Right around the time period when Forest Gump donned his first pair of Puma’s, our associate pastor had invited me to do something he called, “jogging.” At the time, I was understandably reluctant as it had been several years since I had done anything truly athletic.
While I had signed no formal letter of intent, nonetheless, at the start of my high school career, I had made an informal (and unconscious) commitment to the RJ Reynolds Tobacco Company. I agreed to smoke a pack-and-a-half of Marlboro’s a day throughout high school. In turn, they agreed to take my money and my childhood passions of basketball and soccer away from me. By the time I was nineteen, I felt as old as Fred Sanford. Even moderate physical activities made me feel like the Lord’s sweet chariots were “coming for to carry me home.”
Fr. Tom’s invitation to jog with him came after high school, during the summer after I had severed all contact with RJ Reynolds. Nonetheless, his call to run beside and between cornfields on a hot, sticky, rural road for no apparent reason, conjured up painful memories of coughing, hacking, and pounding headaches.
Besides his obvious talents for transubstantiation, and preaching, on that 1980 Saturday in June, Fr. Tom manifested a latent talent for sales. “Come on, just one mile! We can walk whenever you’re tired. I’ll take it slow…just to the creek and back….” When all this failed, he took out the big guns. “Come on you wuss! Maybe I’ll get your little brother to come instead. No wait. I’ll bet your mom could do a better job running than you. Hold on. What’s your grandma’s phone number? I’ll ask her.” After the insults failed, came the offer to treat me to a post-jogging blueberry “Slushie.” That sealed the deal.
It would be hard to read this Sunday’s Gospel (John 6: 51-58) and come away believing that Jesus had any latent interest in a sales career. If his intention was to get a large throng to start running with his Apostles and him, then all that talk of eating his body and drinking his blood was no way to seal the deal. Later in the chapter, the crowd that had previously been running with him abandoned him and “returned to their former way of life” (vs. 66).

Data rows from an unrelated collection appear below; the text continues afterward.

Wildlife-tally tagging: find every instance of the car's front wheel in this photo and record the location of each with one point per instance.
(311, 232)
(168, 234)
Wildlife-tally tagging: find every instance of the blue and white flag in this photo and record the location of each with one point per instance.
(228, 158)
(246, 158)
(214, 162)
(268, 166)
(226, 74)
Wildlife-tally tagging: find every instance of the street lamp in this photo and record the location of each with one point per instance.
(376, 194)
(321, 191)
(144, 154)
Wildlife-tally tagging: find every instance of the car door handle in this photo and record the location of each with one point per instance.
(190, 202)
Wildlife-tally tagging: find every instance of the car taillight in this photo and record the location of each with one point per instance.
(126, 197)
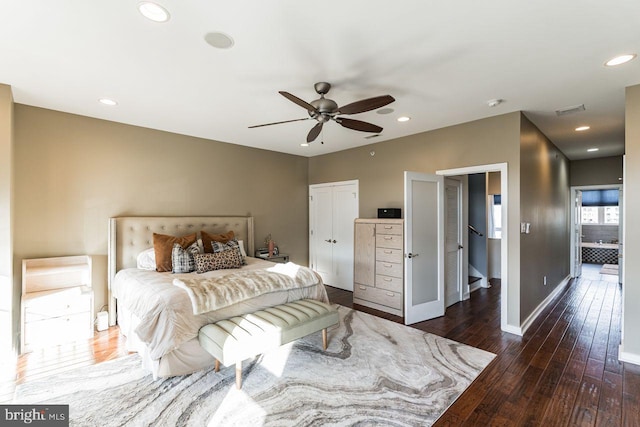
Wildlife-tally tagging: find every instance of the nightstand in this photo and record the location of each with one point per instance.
(57, 301)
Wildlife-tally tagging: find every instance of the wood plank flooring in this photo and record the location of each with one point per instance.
(564, 371)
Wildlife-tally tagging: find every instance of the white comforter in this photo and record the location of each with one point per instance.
(166, 313)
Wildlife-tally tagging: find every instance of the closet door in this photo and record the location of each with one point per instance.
(333, 207)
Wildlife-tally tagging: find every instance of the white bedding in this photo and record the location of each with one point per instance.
(166, 313)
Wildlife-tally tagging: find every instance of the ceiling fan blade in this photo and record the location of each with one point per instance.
(358, 125)
(366, 105)
(300, 102)
(277, 123)
(314, 132)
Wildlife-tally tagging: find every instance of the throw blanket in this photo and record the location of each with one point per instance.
(209, 294)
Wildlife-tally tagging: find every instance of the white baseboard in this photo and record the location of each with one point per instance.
(515, 330)
(532, 317)
(623, 356)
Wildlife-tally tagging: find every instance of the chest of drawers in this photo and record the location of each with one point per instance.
(379, 265)
(57, 301)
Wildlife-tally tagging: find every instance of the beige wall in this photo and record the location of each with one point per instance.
(72, 173)
(488, 141)
(6, 217)
(604, 170)
(631, 287)
(544, 203)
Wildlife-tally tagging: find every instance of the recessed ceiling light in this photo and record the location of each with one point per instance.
(620, 59)
(153, 11)
(219, 40)
(107, 101)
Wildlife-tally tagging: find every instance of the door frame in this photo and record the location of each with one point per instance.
(504, 241)
(574, 190)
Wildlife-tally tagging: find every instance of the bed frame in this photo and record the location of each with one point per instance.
(128, 236)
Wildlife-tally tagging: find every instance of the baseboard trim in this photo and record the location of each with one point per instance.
(532, 317)
(626, 357)
(515, 330)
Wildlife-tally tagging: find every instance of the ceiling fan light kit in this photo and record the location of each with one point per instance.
(324, 109)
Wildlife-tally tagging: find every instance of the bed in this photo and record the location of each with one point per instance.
(157, 316)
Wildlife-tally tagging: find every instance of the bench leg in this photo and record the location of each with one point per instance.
(239, 374)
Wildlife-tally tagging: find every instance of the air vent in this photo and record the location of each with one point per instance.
(570, 110)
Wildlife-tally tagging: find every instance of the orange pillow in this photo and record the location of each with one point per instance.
(162, 246)
(208, 238)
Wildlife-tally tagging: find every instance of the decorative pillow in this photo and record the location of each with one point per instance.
(146, 260)
(233, 244)
(229, 258)
(208, 238)
(182, 259)
(242, 251)
(163, 245)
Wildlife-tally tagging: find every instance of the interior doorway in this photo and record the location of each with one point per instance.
(503, 241)
(597, 231)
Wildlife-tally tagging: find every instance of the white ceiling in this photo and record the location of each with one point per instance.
(441, 60)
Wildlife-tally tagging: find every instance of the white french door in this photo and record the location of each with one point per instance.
(453, 242)
(333, 208)
(424, 247)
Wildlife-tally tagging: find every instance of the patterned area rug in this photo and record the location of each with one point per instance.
(375, 372)
(609, 269)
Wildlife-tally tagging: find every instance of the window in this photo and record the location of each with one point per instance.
(607, 215)
(611, 215)
(590, 215)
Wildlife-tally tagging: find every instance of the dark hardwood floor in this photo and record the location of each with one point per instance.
(564, 371)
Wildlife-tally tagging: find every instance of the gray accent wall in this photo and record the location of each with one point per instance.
(544, 203)
(600, 171)
(631, 283)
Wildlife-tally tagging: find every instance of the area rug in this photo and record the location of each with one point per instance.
(609, 269)
(374, 372)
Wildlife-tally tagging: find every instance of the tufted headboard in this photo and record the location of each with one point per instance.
(130, 235)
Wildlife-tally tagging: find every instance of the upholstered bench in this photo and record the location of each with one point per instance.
(233, 340)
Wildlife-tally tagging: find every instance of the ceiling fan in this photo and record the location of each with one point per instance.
(325, 109)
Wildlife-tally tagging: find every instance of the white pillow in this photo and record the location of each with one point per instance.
(146, 260)
(242, 251)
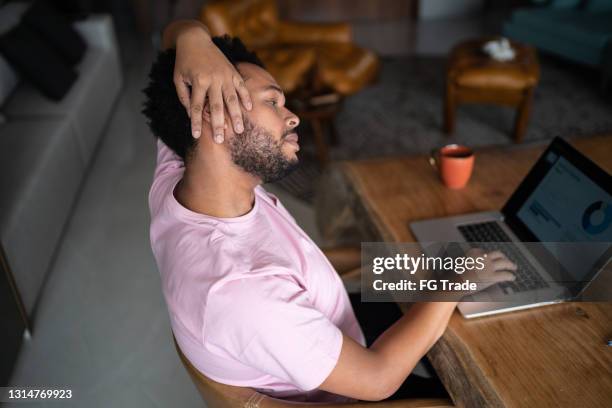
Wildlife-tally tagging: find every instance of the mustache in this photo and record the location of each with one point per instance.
(288, 132)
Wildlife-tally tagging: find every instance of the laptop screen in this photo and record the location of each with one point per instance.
(565, 198)
(567, 206)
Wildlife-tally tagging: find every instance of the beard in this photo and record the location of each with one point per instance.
(258, 153)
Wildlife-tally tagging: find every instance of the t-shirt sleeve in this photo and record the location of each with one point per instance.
(269, 324)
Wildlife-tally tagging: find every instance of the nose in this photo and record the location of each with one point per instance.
(292, 121)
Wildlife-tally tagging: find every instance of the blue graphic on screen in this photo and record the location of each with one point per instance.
(597, 218)
(568, 207)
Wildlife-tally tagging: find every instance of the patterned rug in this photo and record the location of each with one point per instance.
(402, 114)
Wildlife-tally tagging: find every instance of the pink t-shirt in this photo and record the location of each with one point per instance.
(252, 300)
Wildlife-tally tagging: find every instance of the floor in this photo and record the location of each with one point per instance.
(102, 327)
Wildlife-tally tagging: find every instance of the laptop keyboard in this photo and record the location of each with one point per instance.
(488, 235)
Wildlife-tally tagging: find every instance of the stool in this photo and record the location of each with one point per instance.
(473, 77)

Centuries later, a Dominican priest, Thomas Aquinas, discovered a more palatable way to describe the real presence of Christ in the Eucharist. In the ancient writings of Aristotle, Aquinas found a philosophical way to describe what Jesus was talking about in today’s Gospel. He called it, “transubstantiation.” That multi-syllabic way of describing the Real Presence has to do with God’s use of humble, everyday elements (i.e. bread and wine) that are transformed into the body and blood of Christ.
Here on the Feast of Corpus Christi, thirty-one pairs of jogging shoes after that fateful summer’s afternoon with Father Tom, I find myself reflecting on how God uses seemingly small, subtle, insignificant events to change the course of a life. On a lazy, otherwise unremarkable day, God took the simple elements of Father Tom’s hobby, along with his willingness to persuade and cajole, and turned them into an opportunity to give me back my body along with my forgotten love for athleticism.
One of the lessons of this Sunday’s feast is that transformation is not generally found in the grand gesture. It is found in the tiny things…like daily bread…like a good habit practiced over and over again…like communion received week-after week until the nightfall of life. God leaves his most profound and transformative fingerprints on the subtle, small things of life. In what small way could you cooperate with God’s plan to pour more joy, and more love into your days?